4. Fallacy of atomic diplomacy
The development of the “super bomb” in the early 1950s marked an important turning point in the nuclear age. Along with international pressure for nuclear restraint, the morality of nuclear weapons and deterrence became an unwritten rule through a pile of bilateral and multilateral arms control agreements. In his remarks at the Brandenburg Gate, President Obama called on Russian President Putin to reduce the danger of nuclear confrontation. However, Russia formally abandoned the 1982 Soviet no-first-use policy in 1993. China, which had maintained a no-first-use policy since its first nuclear explosion in 1964, also changed the defensive nature of its nuclear use in response to the U.S. plans for a national missile defense. While the capacity to use nuclear weapons remains confined to a small number of states, a greater variety of actors are getting involved. Therefore, the global arms control process is becoming not only more multilateral, but also more transitional and pluralistic.

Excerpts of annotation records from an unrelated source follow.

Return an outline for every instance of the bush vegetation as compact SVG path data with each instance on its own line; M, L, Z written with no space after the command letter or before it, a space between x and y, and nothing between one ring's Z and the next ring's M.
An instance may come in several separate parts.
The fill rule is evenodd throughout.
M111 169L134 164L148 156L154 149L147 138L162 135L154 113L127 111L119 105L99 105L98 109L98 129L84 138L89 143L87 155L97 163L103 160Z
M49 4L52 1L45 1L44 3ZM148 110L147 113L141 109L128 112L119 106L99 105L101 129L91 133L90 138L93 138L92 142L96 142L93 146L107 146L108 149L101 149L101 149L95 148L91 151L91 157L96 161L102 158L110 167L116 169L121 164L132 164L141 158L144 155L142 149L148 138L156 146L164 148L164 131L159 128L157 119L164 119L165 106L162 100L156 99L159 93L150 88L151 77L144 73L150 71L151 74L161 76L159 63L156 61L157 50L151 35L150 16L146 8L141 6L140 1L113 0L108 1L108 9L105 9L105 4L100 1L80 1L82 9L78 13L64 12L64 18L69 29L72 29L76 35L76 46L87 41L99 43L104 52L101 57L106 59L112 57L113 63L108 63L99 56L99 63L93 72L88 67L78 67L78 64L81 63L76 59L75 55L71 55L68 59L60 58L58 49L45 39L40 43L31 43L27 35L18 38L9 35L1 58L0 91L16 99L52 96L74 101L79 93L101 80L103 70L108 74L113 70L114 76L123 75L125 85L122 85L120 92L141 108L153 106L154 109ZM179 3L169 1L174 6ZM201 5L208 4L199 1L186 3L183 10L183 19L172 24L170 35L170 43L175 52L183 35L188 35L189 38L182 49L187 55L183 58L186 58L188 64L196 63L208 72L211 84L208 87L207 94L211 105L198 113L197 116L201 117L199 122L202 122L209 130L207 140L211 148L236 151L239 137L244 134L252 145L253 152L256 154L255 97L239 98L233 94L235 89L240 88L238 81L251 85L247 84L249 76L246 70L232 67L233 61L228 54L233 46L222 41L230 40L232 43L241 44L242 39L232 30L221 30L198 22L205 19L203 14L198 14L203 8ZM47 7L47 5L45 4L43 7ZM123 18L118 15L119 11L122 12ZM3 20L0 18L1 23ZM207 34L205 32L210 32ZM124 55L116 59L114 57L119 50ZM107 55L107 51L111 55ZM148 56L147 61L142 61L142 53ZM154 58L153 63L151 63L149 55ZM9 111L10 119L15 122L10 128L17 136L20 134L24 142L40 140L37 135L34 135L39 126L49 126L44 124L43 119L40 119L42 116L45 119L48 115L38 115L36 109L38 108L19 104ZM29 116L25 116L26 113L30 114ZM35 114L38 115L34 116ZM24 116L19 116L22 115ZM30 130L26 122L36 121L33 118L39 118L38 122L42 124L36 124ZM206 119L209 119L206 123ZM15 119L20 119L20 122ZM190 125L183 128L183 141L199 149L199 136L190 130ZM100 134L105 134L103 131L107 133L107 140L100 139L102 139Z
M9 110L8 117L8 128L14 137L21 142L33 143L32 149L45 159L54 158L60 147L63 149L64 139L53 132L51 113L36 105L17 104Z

Despite the U.S. diplomatic approach, Russia and China rely more on nuclear weapons than on conventional strength for national security. Yet neither of their post-cold war nuclear policy is more pro-nuclear than the U.S. foreign policy that emphasizes the role of power rather than the rule of law. In the call for the full delegitimization of nuclear weapons, President Obama implicitly confirmed that the United States believes firmly in the benefits of retaining nuclear capabilities. As a whole, the failure of nuclear arms control might be the problem of forgetting what actually took place in Hiroshima and in Nagasaki. In the post-cold war world, the fear of nuclear war recedes entirely from public memory, thereby eroding inhibitions on the use of nuclear weapons for the cause of self-defense.